В этих словах содержалась прямая угроза. Профессор Леонид Рамзин – директор Всесоюзного теплотехнического института, был объявлен в 1929 году главой «Промпартии». Судебный процесс по сфабрикованным материалам о вредительстве сильно ударил по русской технической интеллигенции, всего по делам, связанным с «Промпартией», было арестовано более 2 тыс. человек. Некоторые из них после суда пребывали в Магнитогорске, как, например, инженер-электрик Тихомиров, который «был в прекрасных отношениях со многими иностранцами, основанных на взаимном уважении. Тихомиров держался с огромным достоинством. Как и все русские, он не терпел никаких пренебрежительных замечаний в адрес своей страны или ее правительства».


Дело Промпартии.
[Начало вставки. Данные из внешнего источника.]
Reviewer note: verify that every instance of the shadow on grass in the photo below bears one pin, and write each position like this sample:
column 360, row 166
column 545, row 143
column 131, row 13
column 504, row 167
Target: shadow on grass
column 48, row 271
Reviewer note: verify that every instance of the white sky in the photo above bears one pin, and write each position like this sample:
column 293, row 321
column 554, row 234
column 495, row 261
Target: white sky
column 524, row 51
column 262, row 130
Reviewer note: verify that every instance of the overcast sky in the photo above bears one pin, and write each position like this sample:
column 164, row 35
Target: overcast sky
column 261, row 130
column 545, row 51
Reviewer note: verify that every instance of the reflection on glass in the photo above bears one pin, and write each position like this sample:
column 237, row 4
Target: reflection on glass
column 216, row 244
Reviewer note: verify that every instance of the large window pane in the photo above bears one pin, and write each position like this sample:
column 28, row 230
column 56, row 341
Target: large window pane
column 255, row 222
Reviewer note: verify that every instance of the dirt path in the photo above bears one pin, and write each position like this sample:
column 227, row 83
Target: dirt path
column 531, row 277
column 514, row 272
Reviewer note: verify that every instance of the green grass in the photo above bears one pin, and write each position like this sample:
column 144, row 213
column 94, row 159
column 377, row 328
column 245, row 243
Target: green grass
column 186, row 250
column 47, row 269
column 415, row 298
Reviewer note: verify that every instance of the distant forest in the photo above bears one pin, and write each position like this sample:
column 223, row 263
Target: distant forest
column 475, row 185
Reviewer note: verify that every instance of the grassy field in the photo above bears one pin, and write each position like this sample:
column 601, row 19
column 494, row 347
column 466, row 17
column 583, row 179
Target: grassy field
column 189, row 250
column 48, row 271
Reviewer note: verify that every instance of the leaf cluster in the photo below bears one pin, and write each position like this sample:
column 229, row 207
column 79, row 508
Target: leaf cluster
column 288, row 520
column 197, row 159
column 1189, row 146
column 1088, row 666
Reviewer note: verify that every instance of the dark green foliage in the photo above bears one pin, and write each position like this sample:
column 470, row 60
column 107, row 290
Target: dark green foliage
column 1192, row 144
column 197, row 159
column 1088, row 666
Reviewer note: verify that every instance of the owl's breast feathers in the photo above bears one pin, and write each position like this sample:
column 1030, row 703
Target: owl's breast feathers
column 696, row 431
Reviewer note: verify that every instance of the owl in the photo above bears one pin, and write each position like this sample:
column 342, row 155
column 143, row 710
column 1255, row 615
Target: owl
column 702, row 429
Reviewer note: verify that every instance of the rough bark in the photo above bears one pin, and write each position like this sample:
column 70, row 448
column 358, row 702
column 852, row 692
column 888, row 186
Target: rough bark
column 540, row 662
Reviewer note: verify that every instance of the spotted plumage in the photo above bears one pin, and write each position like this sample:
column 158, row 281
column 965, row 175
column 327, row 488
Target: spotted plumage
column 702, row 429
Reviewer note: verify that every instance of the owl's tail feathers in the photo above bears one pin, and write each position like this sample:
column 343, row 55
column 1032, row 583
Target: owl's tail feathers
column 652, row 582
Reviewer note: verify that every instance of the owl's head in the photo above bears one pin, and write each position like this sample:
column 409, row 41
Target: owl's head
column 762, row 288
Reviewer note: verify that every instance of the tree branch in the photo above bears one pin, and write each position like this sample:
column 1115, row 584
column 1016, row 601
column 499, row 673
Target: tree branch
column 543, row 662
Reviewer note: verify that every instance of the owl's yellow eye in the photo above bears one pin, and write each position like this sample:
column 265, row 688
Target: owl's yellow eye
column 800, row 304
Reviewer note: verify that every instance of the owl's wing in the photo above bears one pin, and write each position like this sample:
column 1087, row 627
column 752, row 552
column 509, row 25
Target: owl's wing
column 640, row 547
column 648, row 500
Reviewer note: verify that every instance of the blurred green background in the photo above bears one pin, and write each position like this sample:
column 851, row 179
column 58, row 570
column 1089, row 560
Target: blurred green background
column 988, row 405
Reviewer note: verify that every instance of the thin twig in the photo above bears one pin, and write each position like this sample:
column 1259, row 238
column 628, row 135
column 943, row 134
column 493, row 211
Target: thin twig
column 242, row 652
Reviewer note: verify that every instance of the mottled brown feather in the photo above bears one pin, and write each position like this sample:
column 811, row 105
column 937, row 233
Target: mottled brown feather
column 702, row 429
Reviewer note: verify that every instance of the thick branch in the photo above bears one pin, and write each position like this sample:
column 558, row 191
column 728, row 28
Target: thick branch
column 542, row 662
Специальное судебное присутствие Верховного Суда СССР под председательством А. Я. Вышинского


Тысячи людей были арестованы, в результате сильно сократился выпуск продукции коксохимического комбината. Джон приводит поразивший его эпизод, когда «в Свердловске у здания НКВД собралось несколько сотен женщин, которые принесли для своих арестованных передачи с едой и одеждой. После того как они простояли там несколько часов, им в грубой и резкой форме сказали, что в этот день передачи приниматься не будут. В толпе началось волнение. Кого-то толкнули, разбилось окно, и через пять минут на втором этаже здания не осталось ни единого целого стекла». И им ничего за это не было – посадить в тюрьму пятьсот женщин было невозможно, потому что тюремные камеры были уже переполнены.

Из Магнитогорска постепенно исчезли иностранные специалисты. Потом начались аресты любых иностранцев. Попал под подозрение и сам Джон Скотт, его заставили уволиться, Маше предъявляли серьезные обвинения на комсомольских собраниях, конфисковали пишущую машинку. «Я уезжал из Магнитогорска, глубоко потрясенный тем, что многие мои знакомые были арестованы. Все это казалось таким нелепым, противоречащим всякому здравому смыслу. Сталинская Конституция 1936 года обещала демократическое и свободное общество. Вместо этого оказалось, что НКВД – это основная организация, от которой зависит все происходящее, что чистки уничтожают, буквально пожирают все, что уже было создано».

Впрочем, по его мнению, происшедшее не могло подорвать советскую экономику. «Казалось, что все достойные и способные люди были расстреляны или арестованы. Но по существу это было ошибочное мнение. …Советский Союз – большая страна, и миллионы русских, которых чистки не коснулись лично, восприняли эту кампанию более или менее спокойно… Возможно, они были немного обеспокоены, но продолжали делать танки, читать газету “Правда” и устраивать учебные воздушные тревоги в свои выходные дни».

Специалист в Сибири

В мае 1932 года в Москву приехал молодой немецкий архитектор Рудольф Волтерс, специалист по проектированию вокзальных зданий. У себя в Берлине он случайно узнал, что представительство советского Наркомата железнодорожного транспорта давно и безуспешно ищет как раз такого специалиста, и предложил свои услуги. В Германии работы для архитекторов в это время практически не было. Но когда он прибыл в Москву, в наркомате сильно удивились и вообще приняли его, архитектора, за инженера-строителя. В конце концов его отправили в Новосибирск, где собирались построить новый вокзал, правда, так и не построили. Вернувшись в Германию, он описал свои впечатления в книге «Специалист в Сибири. Немецкий архитектор в сталинском СССР» (1933).